In total, almost $50bn of new debt has already been lapped up by investors, according to data from Refinitiv, as companies look to take advantage of low borrowing costs to refinance bonds and fund takeovers.
It is the fastest pace of corporate bond issuance over the first two days of the year on record. Further deals expected on Wednesday were set to push the total past the $52bn sold in the record first trading week of 2017.
“We’re off the races again to start the year,” said John Gregory, head of leveraged finance at Wells Fargo Securities.
Studio City was the first company to come to market on Monday, launching an eight-year bond that was eventually increased from $600m to $750m due to demand, according to people familiar with the transaction.
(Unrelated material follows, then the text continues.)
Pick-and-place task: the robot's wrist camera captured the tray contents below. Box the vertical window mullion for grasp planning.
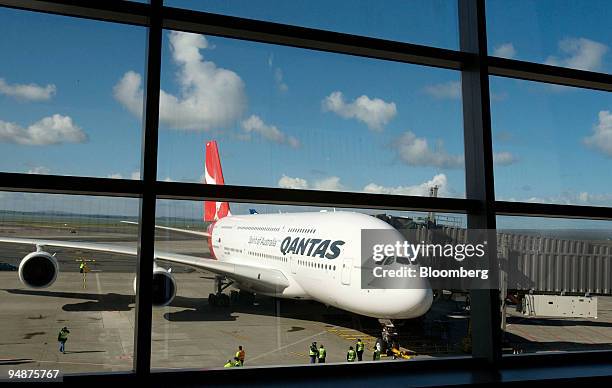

The company was seeking to refinance debt coming due in 2024. Broadcom followed suit, raising $10bn across five different maturity bonds with maturities stretching out as far as 30 years, in part to repay debt coming due this year.
Other companies have used the favourable rate environment to fund acquisitions, with mergers expected to be a primary driver of bond issuance this year, according to bankers.
Home Depot sold $3bn of bonds across three maturities to finance its takeover of construction supplier HD Supply. There remains close to $60bn of debt to be raised this year to finance acquisitions that have already been announced by investment-grade companies, according to Barclays.
Meghan Graper, head of US investment grade syndicate at Barclays, said that refinancing and acquisitions made up “the two-pronged driver of supply”.
“They are a feature of every conversation with issuers I have been part of recently,” she said.
The borrowing binge comes off the back of a record-breaking year for issuance in 2020. Companies raised $2.5tn of bonds in the US last year, as investors flocked to bolster corporate balance sheets during the pandemic, helped by supportive central bank policies that in effect backstopped the market.
Bankers expect overall issuance to decline this year, but still anticipate companies to issue debt opportunistically given the low cost of borrowing. The average yield across US investment-grade bonds ended 2020 at an all-time low of 1.78 per cent, after investors bought in to the debt.
Market confidence in the continuous support of central banks and an eventual economic recovery from coronavirus also spread to lower-rated companies, often badly affected by the effects of the pandemic.
Investors are “willing to take on more risk than ever before”, said Mr Gregory. Lower-rated issuers, offering higher yields, have already sold more bonds than in any previous first trading week of the year.
“[Investors] are convinced rates are not going higher and that we are going to come out of the other side of Covid,” he said.